Take the staff and place on the temporary bench mark or bench mark and rotate

the dumpy, focus the crosshairs using the eyepiece focus to suit your eye and then focus the instrument on the staff. You read off where the two large cross hairs meet.

So in this example your reading would be 0.96 metre or 960 millimetres.

Each ‘block’ represents ten millimetres   Each E represents 50 millimetres

Each 100 millimetre section alternates back and forth and finally, on some staffs

the colour alternates between black and red for each metre.

Laser level

The laser level operates on all the same basic levelling principles as above, however the optical device is replaced by a rotating laser beam. The main advantage is that it can be operated by one person and multiple people ( with separate receivers ) can work off the same head.

The laser beam representing the collimation axis rotates 360o around the unit and can extend for 300 to 500 metres.

This rotating laser beam takes the place of a person having to sight through the telescope of an optical level in order to record a level along the collimation axis.

The laser beam representing the collimation axis is received by a sensor that can be attached to the levelling staff.

This sensor is able to slide up and down the levelling staff and an audible tone is heard to indicate how close to the collimation axis the sensor is. When the sensor is moved toward the collimation axis the intermittent tone will increase in frequency, until a constant tone is heard when the sensor and axis are at the same height. Many instruments will provide a different sounding tone, to indicate the direction of travel required.

A digital screen on the receiver sensor allows the operator to visually see direction arrows that indicate the direction the sensor needs to travel in order to be at the same height as the collimation axis. When the exact elevation is reached, the display will also indicate this using a straight line with no direction arrows. Other information such as battery status and levels of accuracy are also displayed.

The instrument is relatively self levelling. That is, it is set up on a tripod and adjusted so that it is reasonably level, and once switched on, will automatically adjust to reflect a level collimation axis.

Laser levelling equipment can also be installed onto excavation plant such as dozers and graders. This enables the plant operator to determine the required levels of excavation or grading without stopping the machine and getting out to observe readings. The audible tone simply indicates the proximity to the required level and remains constant when level is reached.

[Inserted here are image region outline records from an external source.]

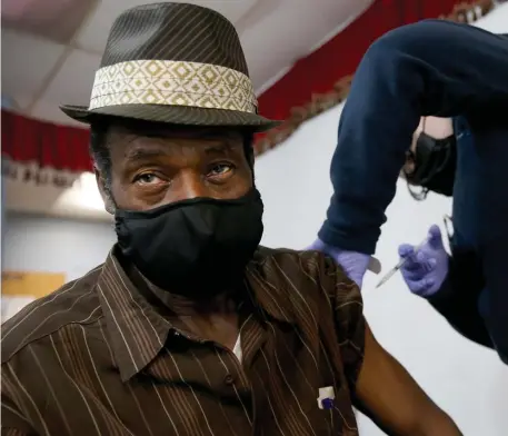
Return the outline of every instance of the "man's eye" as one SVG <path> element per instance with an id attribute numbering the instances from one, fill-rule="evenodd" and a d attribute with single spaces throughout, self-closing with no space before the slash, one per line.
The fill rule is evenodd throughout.
<path id="1" fill-rule="evenodd" d="M 159 180 L 159 177 L 157 177 L 152 172 L 145 172 L 145 174 L 136 177 L 136 182 L 141 184 L 141 185 L 153 184 L 153 182 L 157 182 L 158 180 Z"/>
<path id="2" fill-rule="evenodd" d="M 210 176 L 223 176 L 231 171 L 232 166 L 228 164 L 217 164 L 211 168 Z"/>

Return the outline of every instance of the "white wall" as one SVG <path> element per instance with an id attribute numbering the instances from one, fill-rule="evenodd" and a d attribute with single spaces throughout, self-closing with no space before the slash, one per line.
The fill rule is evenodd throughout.
<path id="1" fill-rule="evenodd" d="M 508 33 L 508 4 L 478 24 Z M 307 122 L 257 162 L 257 184 L 266 208 L 265 245 L 302 248 L 315 239 L 331 195 L 329 165 L 340 111 L 341 107 L 335 108 Z M 399 244 L 420 242 L 429 226 L 441 225 L 450 209 L 450 201 L 436 195 L 415 201 L 399 180 L 376 252 L 381 276 L 398 261 Z M 378 340 L 456 419 L 465 435 L 506 436 L 506 366 L 494 351 L 462 338 L 426 301 L 412 296 L 400 275 L 375 289 L 379 277 L 369 272 L 362 291 L 365 314 Z M 360 434 L 384 433 L 361 417 Z"/>
<path id="2" fill-rule="evenodd" d="M 73 280 L 102 264 L 116 241 L 112 224 L 7 214 L 4 270 L 63 272 Z"/>

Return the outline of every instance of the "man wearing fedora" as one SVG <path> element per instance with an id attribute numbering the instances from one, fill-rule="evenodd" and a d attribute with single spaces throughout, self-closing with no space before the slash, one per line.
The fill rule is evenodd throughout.
<path id="1" fill-rule="evenodd" d="M 113 23 L 88 108 L 118 244 L 3 325 L 2 435 L 459 435 L 316 251 L 259 246 L 258 115 L 233 26 L 183 3 Z"/>

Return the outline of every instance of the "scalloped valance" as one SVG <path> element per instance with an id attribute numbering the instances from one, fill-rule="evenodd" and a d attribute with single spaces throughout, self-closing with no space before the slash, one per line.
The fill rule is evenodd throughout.
<path id="1" fill-rule="evenodd" d="M 388 30 L 426 18 L 472 22 L 492 7 L 491 0 L 376 0 L 356 21 L 298 60 L 259 97 L 265 117 L 286 121 L 277 130 L 257 137 L 257 155 L 289 138 L 305 121 L 343 101 L 365 51 Z M 2 156 L 7 158 L 3 168 L 8 177 L 14 174 L 8 169 L 12 161 L 71 172 L 91 170 L 87 129 L 34 120 L 8 110 L 2 110 L 1 121 Z"/>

TheodoliteA theodolite is an instrument for measuring both horizontal and vertical angles, as used in triangulation networks. It is a key tool in surveying and engineering work, particularly on inaccessible ground. A modern theodolite consists of a movable telescope mounted within two perpendicular axes—the horizontal or trunnion axis, and the vertical axis. When the telescope is pointed at a desired object, the angle of each of these axes can be measured with great precision,

Digital Theodlites

In digital teodolites the reading out of angkes is automatic and displayed visually on screen.

Total StationA total station is a combination of an digital theodolite, an electronic distance meter (EDM) and software running on an internal (or external) computer known as a data collector.

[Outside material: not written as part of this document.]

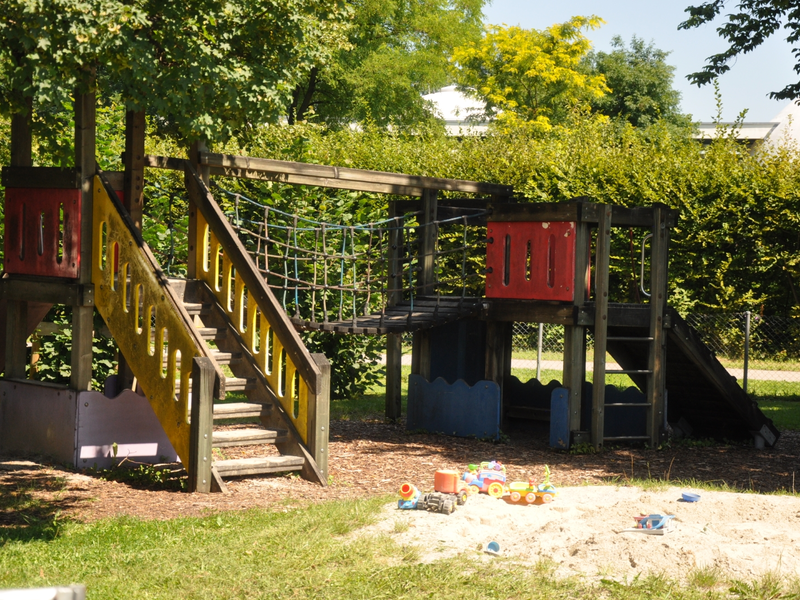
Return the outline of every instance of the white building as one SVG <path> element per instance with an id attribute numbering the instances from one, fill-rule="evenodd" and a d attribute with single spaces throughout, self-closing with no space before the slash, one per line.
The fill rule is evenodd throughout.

With a total station the operator can determine angles and distances from the instrument to points to be surveyed. With the aid of trigonometry and triangulation, the angles and distances may be used to calculate the coordinates of actual positions (X, Y, and Z or northing, easting and elevation) of surveyed points, or the position of the instrument from known points, in absolute terms.

The data may be downloaded from the total station to a personal computer and with the aid of software, will generate a map/plan of the surveyed area.

Today total stations also have a GPS interface which combines these two technologies to make use of the advantages of both (GPS – line of sight not required between measured points).

Measurement of distance is accomplished with a modulated microwave or infrared carrier signal, generated by a small solid-state emitter within the instrument’s optical path, and bounced off of the object to be measured.